The Appeal Tribunal held that section 65(5) only applies if a member of a union says or does something for which members would normally be disciplined anyway, independently of the fact that the conduct is connected with a protected act. But if “one of the reasons” for disciplining an individual is attributable to the actual or supposed conduct to which section 65(2) applies, then that individual is unjustifiably disciplined. Accordingly, the Appeal Tribunal held that section 65(5) did not assist Unison, and that the Employment Tribunal did not err in finding that the Respondents were banned from office not because of the offense caused by the leaflet, but because of their attack on the SOC, and were therefore unjustifiably disciplined.
The final issue before the Appeal Tribunal was the application of section 65(6) of the TULR(C)A. This section precludes reliance on the statute when an individual’s assertions are false and made in bad faith. Unison argued that the Employment Tribunal erred in failing to consider Unison’s argument that the Respondents’ claims that the SOC had breached union rules were “clearly and manifestly false” [para. 70], and that this would have allowed a more informed decision regarding whether the Respondents knew their statements were false or otherwise acted in bad faith. The Appeal Tribunal rejected this argument, reasoning that because the Employment Tribunal found that the Respondents had acted in good faith, it did not need to examine the truth or falsity of any statement.
For these reasons, the Appeal Tribunal upheld the Employment Tribunal’s decision that the Respondents had been unjustifiably disciplined in violation of section 64 of the TULR(C)A, and dismissed Unison’s appeal.
Decision Direction indicates whether the decision expands or contracts expression based on an analysis of the case.

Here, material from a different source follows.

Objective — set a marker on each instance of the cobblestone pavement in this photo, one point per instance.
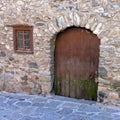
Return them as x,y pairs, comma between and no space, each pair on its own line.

The Appeal Tribunal’s decision expands protection for workplace speech. By affirming that section 64 of the TULR(C)A does not violate Article 11 of the ECHR, the Appeal Tribunal upheld one avenue for union members to shield themselves from retaliation for speech directed at potential union misconduct. As a caveat to this expansion of expression, it may be argued that the Appeal Tribunal’s sanctioning of restrictions on union control of discipline contracts trade unions’ freedom of association under Article 11 of the ECHR.